La agricultura de precisión se ha consolidado como una de las principales herramientas para mejorar la eficiencia productiva en el agro chileno. A través del uso de sensores, imágenes satelitales y análisis de datos, permite manejar los cultivos considerando la variabilidad real dentro de cada predio.
En un país con alta presión hídrica y costos crecientes, producir con mayor precisión ya no es opcional: es estratégico.
¿Qué es la agricultura de precisión?
Es un enfoque que utiliza tecnología para medir, analizar y actuar según las diferencias dentro de un campo. En lugar de aplicar manejos uniformes, permite ajustar riego, fertilización y control sanitario por sectores específicos.
Esto mejora la eficiencia en el uso de recursos y reduce pérdidas productivas.

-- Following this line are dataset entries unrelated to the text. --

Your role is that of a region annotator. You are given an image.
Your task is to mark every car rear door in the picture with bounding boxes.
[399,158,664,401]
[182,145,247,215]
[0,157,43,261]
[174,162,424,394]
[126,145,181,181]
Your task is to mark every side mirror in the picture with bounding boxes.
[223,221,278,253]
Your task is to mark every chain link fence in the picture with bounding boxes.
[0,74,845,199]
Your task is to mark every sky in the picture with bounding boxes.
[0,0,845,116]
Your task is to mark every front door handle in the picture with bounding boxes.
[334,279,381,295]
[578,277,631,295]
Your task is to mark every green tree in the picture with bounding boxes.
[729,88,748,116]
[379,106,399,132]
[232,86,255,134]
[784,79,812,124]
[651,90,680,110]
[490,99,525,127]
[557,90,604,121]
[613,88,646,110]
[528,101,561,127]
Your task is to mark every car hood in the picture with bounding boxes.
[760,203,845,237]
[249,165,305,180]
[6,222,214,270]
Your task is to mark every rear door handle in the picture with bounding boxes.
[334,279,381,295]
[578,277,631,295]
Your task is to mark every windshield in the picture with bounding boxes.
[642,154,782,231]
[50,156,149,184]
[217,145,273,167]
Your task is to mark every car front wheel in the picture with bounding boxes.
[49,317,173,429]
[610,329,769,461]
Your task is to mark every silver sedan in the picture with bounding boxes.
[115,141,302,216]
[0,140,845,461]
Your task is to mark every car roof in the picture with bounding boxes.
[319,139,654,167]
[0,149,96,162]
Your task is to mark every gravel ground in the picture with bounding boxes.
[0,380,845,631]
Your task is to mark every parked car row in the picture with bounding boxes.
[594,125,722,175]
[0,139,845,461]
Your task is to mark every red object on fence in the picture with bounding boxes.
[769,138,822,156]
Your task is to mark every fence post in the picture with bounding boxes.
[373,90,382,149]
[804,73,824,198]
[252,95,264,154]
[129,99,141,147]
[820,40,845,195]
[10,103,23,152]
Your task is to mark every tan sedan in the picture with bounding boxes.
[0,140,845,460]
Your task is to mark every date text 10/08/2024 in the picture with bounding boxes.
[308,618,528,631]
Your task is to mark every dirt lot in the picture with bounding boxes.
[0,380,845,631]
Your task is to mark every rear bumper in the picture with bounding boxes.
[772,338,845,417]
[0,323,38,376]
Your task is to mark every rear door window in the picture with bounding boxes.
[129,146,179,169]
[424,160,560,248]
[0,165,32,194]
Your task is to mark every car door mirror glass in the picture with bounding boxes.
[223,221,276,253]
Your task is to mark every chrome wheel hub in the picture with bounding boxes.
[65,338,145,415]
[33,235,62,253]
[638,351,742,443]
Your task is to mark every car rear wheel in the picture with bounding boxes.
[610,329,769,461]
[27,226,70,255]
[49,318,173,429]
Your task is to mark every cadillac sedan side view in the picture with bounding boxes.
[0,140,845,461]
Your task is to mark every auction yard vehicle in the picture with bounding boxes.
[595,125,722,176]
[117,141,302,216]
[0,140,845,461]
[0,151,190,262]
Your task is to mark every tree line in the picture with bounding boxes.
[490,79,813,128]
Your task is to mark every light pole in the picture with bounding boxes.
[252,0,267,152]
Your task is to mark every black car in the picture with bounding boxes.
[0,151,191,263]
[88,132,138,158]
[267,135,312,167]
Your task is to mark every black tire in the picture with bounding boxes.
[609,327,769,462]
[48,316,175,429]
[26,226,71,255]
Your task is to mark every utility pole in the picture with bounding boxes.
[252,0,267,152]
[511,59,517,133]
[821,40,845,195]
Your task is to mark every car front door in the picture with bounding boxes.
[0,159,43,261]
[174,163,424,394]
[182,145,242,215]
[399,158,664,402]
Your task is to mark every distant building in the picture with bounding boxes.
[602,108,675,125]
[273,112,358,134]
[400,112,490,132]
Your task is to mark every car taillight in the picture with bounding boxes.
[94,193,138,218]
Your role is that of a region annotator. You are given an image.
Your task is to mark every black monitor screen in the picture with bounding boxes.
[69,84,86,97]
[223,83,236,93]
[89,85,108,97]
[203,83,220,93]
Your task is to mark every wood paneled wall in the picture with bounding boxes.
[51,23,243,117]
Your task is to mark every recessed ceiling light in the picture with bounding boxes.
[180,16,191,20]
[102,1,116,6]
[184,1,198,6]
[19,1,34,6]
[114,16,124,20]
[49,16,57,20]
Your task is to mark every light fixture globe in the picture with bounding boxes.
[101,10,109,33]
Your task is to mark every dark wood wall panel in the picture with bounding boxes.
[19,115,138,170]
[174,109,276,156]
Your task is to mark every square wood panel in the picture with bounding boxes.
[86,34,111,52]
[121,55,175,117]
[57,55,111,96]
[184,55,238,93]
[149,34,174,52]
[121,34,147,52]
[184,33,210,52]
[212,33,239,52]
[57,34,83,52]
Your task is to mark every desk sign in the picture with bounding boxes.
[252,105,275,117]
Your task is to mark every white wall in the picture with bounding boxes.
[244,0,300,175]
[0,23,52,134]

Tecnologías clave en Chile
Las herramientas más utilizadas hoy incluyen:
- Sensores de humedad de suelo
- Imágenes satelitales (NDVI)
- Drones para monitoreo de cultivos
- Plataformas digitales de gestión agrícola
Instituciones como el Instituto de Investigaciones Agropecuarias (INIA) y la Fundación para la Innovación Agraria (FIA) han impulsado la adopción de estas tecnologías en distintos cultivos.
Aplicación en frutales
En cerezos, viñas o paltos, la agricultura de precisión permite detectar zonas con menor vigor, problemas de riego o deficiencias nutricionales.
Esto facilita manejos diferenciados, optimizando el uso de agua y fertilizantes, y mejorando la calidad del fruto.
Insight IAgri
Pequeñas variaciones dentro de un huerto pueden generar diferencias significativas en rendimiento y calibre si no se gestionan correctamente.
Ventaja competitiva
En mercados exigentes, producir con eficiencia, trazabilidad y menor impacto ambiental es clave. La agricultura de precisión permite avanzar en esa dirección, fortaleciendo la competitividad del agro chileno.
Reflexión IAgri
Si cada sector del campo se comporta distinto, ¿tiene sentido seguir manejando todo de la misma forma?